Efendiler, Tanrının sizi hep yargıladığı öğretildi, ama Tanrı asla yargılamadı, asla. İnsan Tanrı adına yargıladı. Eğer Baba, yaptığınız en ufak bir şey için sizi yargılamış olsaydı ne olurdu biliyor musunuz? Bir an sonra artık olmazdınız, yaşam da olmazdı. Olan’ın iyi ve kötü kavramı yoktur, doğru ve yanlış kavramı da! O kusursuz ya da kusurlu değildir, negatif ya da pozitif değildir. Tanrı olan’dır, her şeyin oluşudur, çünkü O var olan her şeydir. Şu halde, Tanrı eğer sizi yargılasaydı kendini yargılamış olacaktı. Siz her ne iseniz Tanrı da odur. Siz kendi kendinizi yargıladınız, neden biliyor musunuz? Çünkü bazı şeyleri iyi, bazı şeyleri de kötü olarak değerlendiriyorsunuz. Doğru ve yanlışla yaşamak büyük bir sınırlamadır, çünkü bu yargılar düşünceyi böler, duygusal bilgelik kazandıracak tüm düşüncelerin alınmasına izin vermez. Ampuller yanmaya başladı mı? Eğer düşünceyi yargılarsanız bilgi size erişemez. Bir kez doğru ve yanlıştan kurtuldunuz mu, yaratılmış olan tüm dogmalardan da kurtulur, Tanrıyı bulursunuz.

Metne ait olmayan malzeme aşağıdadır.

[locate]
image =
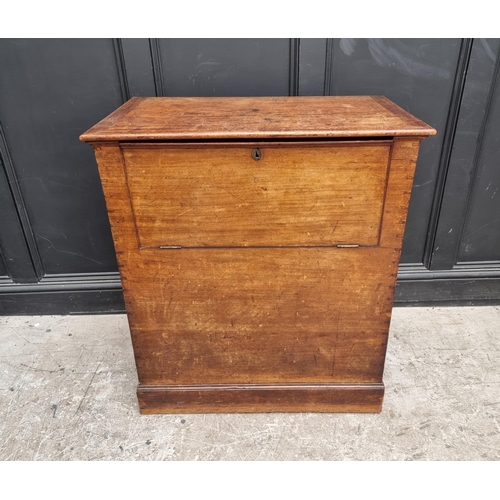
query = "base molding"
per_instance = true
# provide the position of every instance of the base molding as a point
(261, 398)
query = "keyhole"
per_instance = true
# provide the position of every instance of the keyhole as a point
(256, 154)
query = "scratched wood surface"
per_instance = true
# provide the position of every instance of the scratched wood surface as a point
(294, 195)
(234, 329)
(175, 118)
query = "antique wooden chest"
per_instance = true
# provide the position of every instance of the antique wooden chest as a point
(258, 242)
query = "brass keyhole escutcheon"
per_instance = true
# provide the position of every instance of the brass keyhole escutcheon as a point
(256, 154)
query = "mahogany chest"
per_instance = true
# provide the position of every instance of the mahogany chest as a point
(258, 242)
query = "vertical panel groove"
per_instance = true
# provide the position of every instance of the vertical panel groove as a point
(22, 213)
(154, 47)
(293, 83)
(479, 146)
(122, 69)
(449, 135)
(328, 67)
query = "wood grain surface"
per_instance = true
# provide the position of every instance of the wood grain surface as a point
(176, 118)
(219, 196)
(259, 310)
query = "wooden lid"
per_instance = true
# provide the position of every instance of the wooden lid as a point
(181, 118)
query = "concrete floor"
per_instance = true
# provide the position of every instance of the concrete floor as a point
(67, 392)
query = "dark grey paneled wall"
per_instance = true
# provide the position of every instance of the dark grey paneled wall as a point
(50, 92)
(481, 234)
(54, 231)
(418, 75)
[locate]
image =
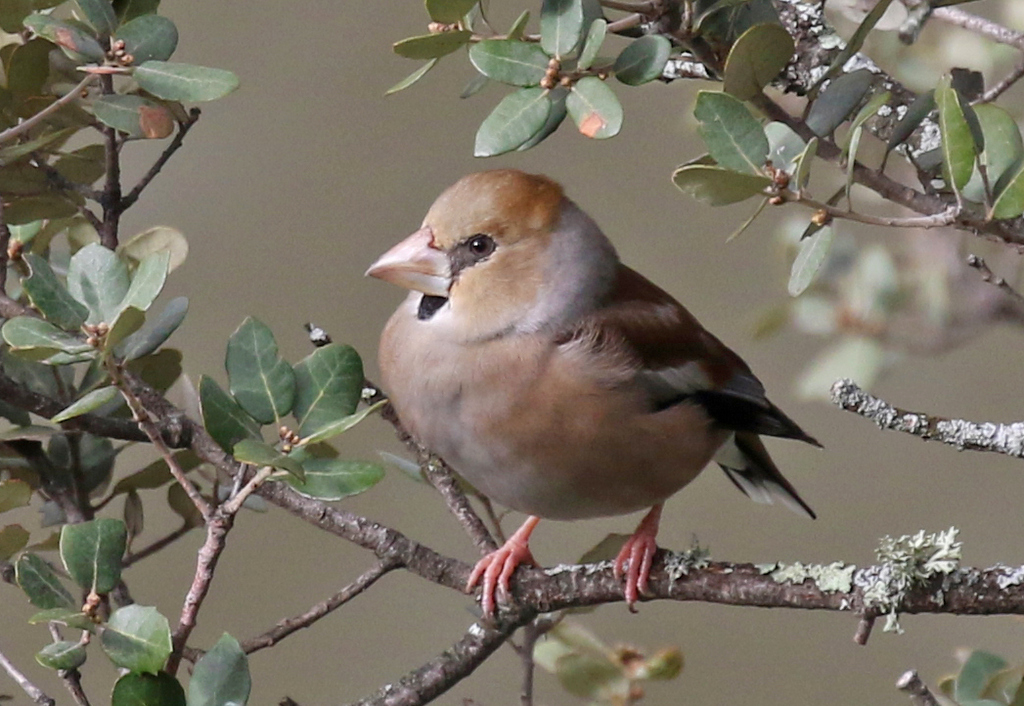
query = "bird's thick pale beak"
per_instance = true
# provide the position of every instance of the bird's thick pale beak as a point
(415, 263)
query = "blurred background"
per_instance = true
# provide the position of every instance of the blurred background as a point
(288, 189)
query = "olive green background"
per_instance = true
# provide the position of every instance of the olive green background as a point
(288, 189)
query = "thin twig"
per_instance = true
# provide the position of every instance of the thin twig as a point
(179, 137)
(921, 695)
(289, 625)
(216, 534)
(4, 254)
(142, 418)
(73, 680)
(946, 217)
(30, 123)
(1000, 439)
(157, 545)
(111, 199)
(530, 633)
(988, 276)
(981, 26)
(34, 692)
(442, 479)
(1003, 85)
(233, 503)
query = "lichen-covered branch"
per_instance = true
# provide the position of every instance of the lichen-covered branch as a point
(966, 435)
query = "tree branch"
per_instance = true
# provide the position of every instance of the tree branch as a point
(288, 626)
(965, 435)
(34, 692)
(28, 124)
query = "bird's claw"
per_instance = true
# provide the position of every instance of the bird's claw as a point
(496, 569)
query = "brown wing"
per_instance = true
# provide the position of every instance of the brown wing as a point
(677, 361)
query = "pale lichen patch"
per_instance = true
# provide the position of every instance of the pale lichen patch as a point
(835, 577)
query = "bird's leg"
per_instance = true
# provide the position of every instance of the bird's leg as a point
(634, 558)
(496, 569)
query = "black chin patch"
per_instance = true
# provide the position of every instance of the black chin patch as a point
(429, 305)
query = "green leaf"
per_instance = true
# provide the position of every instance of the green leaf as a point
(138, 638)
(838, 100)
(594, 109)
(260, 454)
(84, 165)
(642, 60)
(40, 583)
(518, 64)
(1010, 195)
(812, 254)
(718, 187)
(184, 82)
(96, 398)
(865, 113)
(332, 479)
(99, 14)
(329, 384)
(1003, 148)
(28, 69)
(128, 322)
(61, 655)
(561, 26)
(153, 335)
(221, 675)
(99, 280)
(147, 690)
(65, 616)
(975, 675)
(448, 12)
(73, 41)
(756, 58)
(261, 382)
(12, 540)
(852, 47)
(734, 137)
(519, 26)
(914, 115)
(148, 37)
(556, 115)
(342, 425)
(412, 78)
(957, 143)
(27, 333)
(592, 45)
(133, 115)
(147, 281)
(13, 494)
(432, 45)
(91, 552)
(517, 118)
(222, 416)
(157, 240)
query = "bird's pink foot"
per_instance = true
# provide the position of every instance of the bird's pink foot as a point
(496, 569)
(635, 557)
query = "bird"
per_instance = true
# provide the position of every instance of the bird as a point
(558, 381)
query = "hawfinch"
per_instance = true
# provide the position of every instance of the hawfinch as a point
(558, 381)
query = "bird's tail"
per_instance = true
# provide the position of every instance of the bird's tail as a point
(745, 461)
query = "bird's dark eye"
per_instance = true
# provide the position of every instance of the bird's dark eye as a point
(480, 246)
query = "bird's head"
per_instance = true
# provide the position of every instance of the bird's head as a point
(505, 251)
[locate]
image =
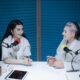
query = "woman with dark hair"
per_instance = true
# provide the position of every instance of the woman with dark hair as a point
(71, 35)
(15, 46)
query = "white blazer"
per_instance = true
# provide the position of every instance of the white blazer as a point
(18, 51)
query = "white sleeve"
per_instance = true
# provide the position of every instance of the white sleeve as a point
(5, 53)
(60, 53)
(27, 48)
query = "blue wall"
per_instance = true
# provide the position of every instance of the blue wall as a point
(25, 10)
(55, 13)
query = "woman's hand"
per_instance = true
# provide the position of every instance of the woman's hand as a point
(27, 61)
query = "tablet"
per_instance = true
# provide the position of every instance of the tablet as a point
(16, 75)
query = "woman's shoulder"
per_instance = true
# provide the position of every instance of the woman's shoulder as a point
(7, 39)
(24, 39)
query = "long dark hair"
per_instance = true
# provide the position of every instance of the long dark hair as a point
(77, 26)
(11, 26)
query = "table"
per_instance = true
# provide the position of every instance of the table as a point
(38, 71)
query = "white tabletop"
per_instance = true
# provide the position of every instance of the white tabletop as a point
(38, 71)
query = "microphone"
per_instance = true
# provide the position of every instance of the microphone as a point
(16, 42)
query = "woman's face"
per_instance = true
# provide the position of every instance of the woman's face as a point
(18, 31)
(68, 33)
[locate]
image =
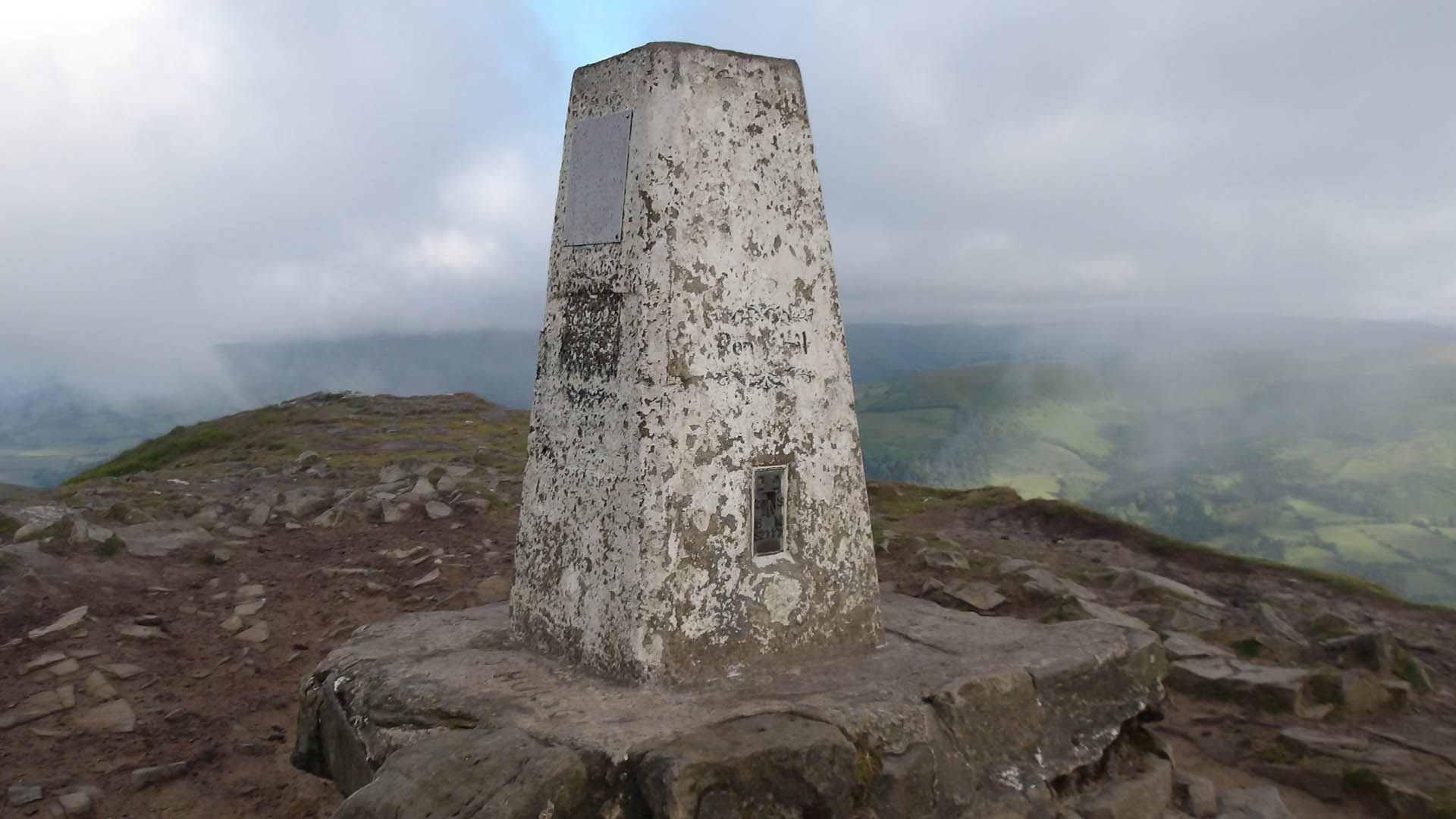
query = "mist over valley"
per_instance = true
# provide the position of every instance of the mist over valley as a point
(1326, 444)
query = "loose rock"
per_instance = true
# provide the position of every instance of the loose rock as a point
(98, 687)
(108, 717)
(1267, 618)
(1185, 646)
(1138, 798)
(1253, 803)
(24, 795)
(1194, 795)
(156, 774)
(1196, 617)
(142, 632)
(76, 803)
(256, 632)
(1136, 579)
(58, 629)
(34, 707)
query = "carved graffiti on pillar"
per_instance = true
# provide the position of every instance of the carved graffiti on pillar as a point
(769, 488)
(592, 334)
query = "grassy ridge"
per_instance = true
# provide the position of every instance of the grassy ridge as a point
(180, 444)
(1337, 461)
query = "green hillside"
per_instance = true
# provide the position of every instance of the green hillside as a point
(1334, 460)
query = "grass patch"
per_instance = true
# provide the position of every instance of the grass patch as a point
(180, 444)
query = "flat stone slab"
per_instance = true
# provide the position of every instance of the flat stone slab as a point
(977, 708)
(162, 538)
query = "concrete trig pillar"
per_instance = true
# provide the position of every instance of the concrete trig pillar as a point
(693, 497)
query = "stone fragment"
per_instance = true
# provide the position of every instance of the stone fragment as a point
(58, 629)
(424, 488)
(42, 661)
(76, 803)
(19, 795)
(142, 632)
(764, 765)
(1331, 624)
(1194, 795)
(33, 707)
(249, 608)
(123, 670)
(1041, 582)
(305, 502)
(1196, 617)
(1144, 796)
(1181, 646)
(156, 774)
(259, 515)
(476, 503)
(1362, 694)
(979, 595)
(162, 538)
(255, 632)
(492, 589)
(1375, 649)
(1270, 689)
(1413, 672)
(66, 667)
(1136, 580)
(1253, 803)
(108, 717)
(1274, 624)
(30, 531)
(98, 687)
(475, 773)
(1327, 784)
(1400, 692)
(1111, 615)
(83, 532)
(944, 558)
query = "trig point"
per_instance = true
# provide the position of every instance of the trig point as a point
(693, 497)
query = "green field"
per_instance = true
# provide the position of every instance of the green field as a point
(1338, 460)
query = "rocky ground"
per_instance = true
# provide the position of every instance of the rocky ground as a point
(155, 626)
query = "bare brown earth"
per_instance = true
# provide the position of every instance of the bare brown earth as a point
(228, 706)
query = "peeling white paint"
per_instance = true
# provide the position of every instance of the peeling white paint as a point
(705, 343)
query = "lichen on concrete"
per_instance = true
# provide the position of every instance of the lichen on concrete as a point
(672, 363)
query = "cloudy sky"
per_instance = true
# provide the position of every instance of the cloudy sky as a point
(180, 174)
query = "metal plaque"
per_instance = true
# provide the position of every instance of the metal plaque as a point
(767, 509)
(598, 180)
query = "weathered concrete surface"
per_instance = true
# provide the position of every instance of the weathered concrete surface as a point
(954, 711)
(702, 344)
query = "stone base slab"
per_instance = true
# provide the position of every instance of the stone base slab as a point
(954, 714)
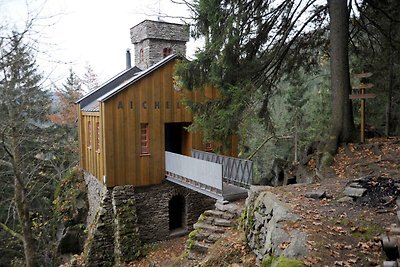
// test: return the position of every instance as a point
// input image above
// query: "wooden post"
(362, 96)
(362, 115)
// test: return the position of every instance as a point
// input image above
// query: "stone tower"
(154, 40)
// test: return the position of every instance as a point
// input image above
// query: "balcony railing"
(234, 170)
(195, 174)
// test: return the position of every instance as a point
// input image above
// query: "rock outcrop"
(269, 226)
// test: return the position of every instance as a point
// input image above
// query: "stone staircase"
(211, 226)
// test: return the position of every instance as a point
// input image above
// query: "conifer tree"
(23, 108)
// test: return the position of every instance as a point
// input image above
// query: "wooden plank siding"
(91, 151)
(150, 100)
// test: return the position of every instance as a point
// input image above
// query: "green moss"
(327, 159)
(193, 234)
(189, 244)
(367, 232)
(201, 218)
(270, 261)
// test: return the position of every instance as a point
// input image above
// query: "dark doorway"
(176, 208)
(173, 137)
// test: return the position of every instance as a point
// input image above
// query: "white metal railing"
(205, 174)
(234, 171)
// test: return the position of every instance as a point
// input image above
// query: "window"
(208, 147)
(98, 137)
(144, 139)
(167, 51)
(141, 55)
(89, 134)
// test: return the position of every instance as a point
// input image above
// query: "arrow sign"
(363, 96)
(364, 86)
(363, 75)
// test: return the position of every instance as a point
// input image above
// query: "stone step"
(231, 208)
(218, 214)
(201, 235)
(212, 238)
(207, 227)
(222, 222)
(398, 215)
(200, 247)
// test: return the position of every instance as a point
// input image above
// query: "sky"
(77, 33)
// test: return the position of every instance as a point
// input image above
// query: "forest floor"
(339, 233)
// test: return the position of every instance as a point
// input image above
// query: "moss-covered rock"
(270, 261)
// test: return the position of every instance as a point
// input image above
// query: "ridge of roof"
(137, 77)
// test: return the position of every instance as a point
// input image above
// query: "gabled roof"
(87, 101)
(135, 78)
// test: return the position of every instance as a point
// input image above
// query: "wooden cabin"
(124, 132)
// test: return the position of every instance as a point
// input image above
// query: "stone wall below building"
(152, 205)
(125, 217)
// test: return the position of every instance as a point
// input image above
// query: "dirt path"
(340, 233)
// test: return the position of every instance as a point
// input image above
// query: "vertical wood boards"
(91, 152)
(151, 100)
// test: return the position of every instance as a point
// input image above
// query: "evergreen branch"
(6, 163)
(12, 232)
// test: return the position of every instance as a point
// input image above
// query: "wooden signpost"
(359, 93)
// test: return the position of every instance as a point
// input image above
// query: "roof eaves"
(137, 77)
(105, 83)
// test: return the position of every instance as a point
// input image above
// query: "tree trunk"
(343, 129)
(390, 86)
(22, 205)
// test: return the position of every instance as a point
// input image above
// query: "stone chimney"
(128, 59)
(154, 40)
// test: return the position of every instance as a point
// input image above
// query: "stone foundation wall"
(96, 192)
(99, 244)
(125, 217)
(153, 214)
(127, 243)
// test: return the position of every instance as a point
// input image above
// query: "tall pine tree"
(23, 108)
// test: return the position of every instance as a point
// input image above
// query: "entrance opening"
(173, 137)
(176, 208)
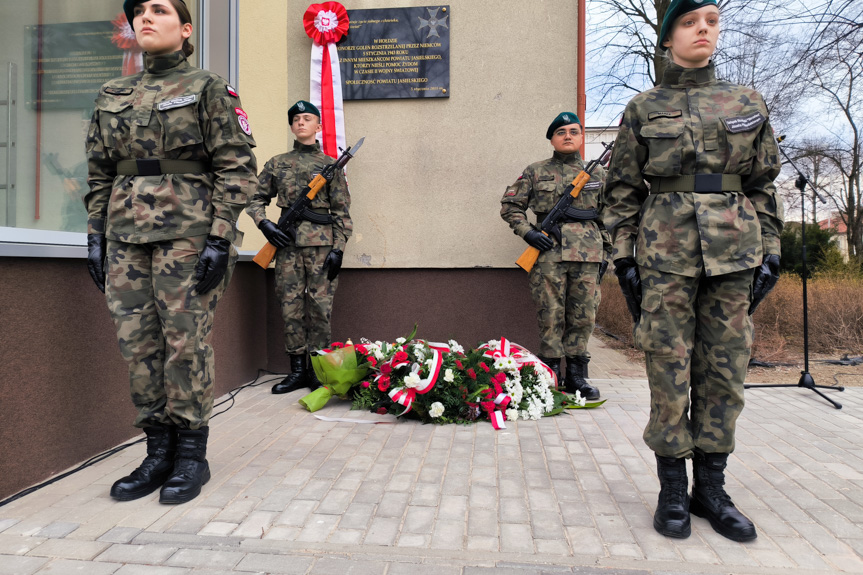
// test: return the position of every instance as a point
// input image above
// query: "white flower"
(436, 409)
(412, 380)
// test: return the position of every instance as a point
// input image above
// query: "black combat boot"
(298, 378)
(576, 371)
(710, 501)
(191, 470)
(154, 470)
(672, 511)
(554, 364)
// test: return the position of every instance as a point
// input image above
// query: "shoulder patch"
(745, 123)
(177, 102)
(119, 91)
(243, 120)
(665, 114)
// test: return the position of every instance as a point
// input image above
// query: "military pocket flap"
(652, 300)
(662, 130)
(113, 104)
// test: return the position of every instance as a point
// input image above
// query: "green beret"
(677, 8)
(563, 119)
(302, 107)
(129, 9)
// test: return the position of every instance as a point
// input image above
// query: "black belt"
(698, 184)
(573, 215)
(157, 167)
(320, 216)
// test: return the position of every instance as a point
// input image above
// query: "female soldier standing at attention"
(170, 169)
(686, 249)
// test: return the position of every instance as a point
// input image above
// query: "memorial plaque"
(73, 61)
(396, 53)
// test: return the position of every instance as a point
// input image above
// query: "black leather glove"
(96, 259)
(213, 264)
(539, 240)
(766, 276)
(333, 263)
(274, 235)
(626, 271)
(603, 267)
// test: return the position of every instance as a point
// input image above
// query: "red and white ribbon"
(519, 354)
(326, 24)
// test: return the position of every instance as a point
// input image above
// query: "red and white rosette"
(326, 24)
(405, 395)
(518, 353)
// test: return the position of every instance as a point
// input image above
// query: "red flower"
(384, 383)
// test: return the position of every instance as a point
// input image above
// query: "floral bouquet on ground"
(338, 368)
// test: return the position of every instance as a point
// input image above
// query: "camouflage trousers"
(566, 296)
(164, 328)
(696, 335)
(306, 296)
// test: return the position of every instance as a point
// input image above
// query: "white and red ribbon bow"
(326, 24)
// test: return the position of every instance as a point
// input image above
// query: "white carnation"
(436, 409)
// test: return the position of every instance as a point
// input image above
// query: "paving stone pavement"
(575, 493)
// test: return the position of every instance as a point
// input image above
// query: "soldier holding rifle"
(309, 259)
(695, 218)
(564, 283)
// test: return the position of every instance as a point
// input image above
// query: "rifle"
(290, 218)
(551, 223)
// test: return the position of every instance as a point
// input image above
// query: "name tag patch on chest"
(118, 91)
(665, 114)
(745, 123)
(178, 102)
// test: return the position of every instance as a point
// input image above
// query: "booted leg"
(154, 470)
(576, 371)
(672, 511)
(554, 364)
(298, 377)
(191, 470)
(710, 501)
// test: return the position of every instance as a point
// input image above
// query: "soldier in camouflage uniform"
(306, 270)
(694, 216)
(564, 283)
(170, 170)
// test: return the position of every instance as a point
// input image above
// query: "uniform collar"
(676, 76)
(165, 62)
(316, 147)
(573, 158)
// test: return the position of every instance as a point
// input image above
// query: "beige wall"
(426, 186)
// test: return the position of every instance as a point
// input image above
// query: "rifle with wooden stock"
(290, 218)
(550, 225)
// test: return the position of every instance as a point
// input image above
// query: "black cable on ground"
(106, 454)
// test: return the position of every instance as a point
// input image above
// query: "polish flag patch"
(243, 120)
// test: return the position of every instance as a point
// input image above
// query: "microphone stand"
(806, 380)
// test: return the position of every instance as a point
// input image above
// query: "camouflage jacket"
(539, 188)
(693, 124)
(284, 177)
(171, 111)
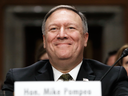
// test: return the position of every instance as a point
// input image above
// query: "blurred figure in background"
(111, 58)
(41, 53)
(124, 61)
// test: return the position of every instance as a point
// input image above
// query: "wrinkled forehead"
(53, 11)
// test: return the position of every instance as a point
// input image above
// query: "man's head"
(65, 36)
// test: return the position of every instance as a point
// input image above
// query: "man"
(65, 34)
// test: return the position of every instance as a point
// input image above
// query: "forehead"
(64, 15)
(64, 12)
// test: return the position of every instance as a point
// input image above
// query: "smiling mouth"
(63, 44)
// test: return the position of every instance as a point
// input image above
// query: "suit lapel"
(85, 72)
(45, 73)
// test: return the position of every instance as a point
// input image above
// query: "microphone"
(125, 53)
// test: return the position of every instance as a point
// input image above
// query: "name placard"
(51, 88)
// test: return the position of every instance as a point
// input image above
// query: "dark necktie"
(66, 77)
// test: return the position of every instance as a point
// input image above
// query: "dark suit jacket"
(114, 84)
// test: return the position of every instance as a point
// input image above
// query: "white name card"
(51, 88)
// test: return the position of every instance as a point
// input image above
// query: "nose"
(62, 34)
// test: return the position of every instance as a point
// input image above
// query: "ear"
(44, 41)
(86, 35)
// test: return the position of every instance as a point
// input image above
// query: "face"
(111, 60)
(64, 38)
(125, 63)
(44, 56)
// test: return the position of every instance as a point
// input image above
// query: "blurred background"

Dünyada bir zamanlar her şey birbiriyle uyum içinde yaşardı, o zamanlar yine gelecek. Ama bunun için dünyanız çok kısa bir süre sonra zor bir devreden geçecek. Halkınız bir çöküşü yaşıyor, bu çöküş ruhsaldır, bu çöküş zihinseldir. Onlar mutlu olmanın nasıl bir şey olduğunu bile bilmiyorlar, çoğunuz da bilmiyorsunuz ya! Dünyaya büyük bir gözdağı verilecek! Bu da yargılardan ve bu yargıların kendine çektiği kutuplaşmadan doğacak. Ama iyi ve kötünün, doğru ve yanlışın kutuplaşması ortadan kalkınca, pozitif-negatif çatışması da ortadan kalkacak. Savaş olmayacak, barış olmayacak, sadece yaşam olacak! (Sayfa:37-53)



Alıntı...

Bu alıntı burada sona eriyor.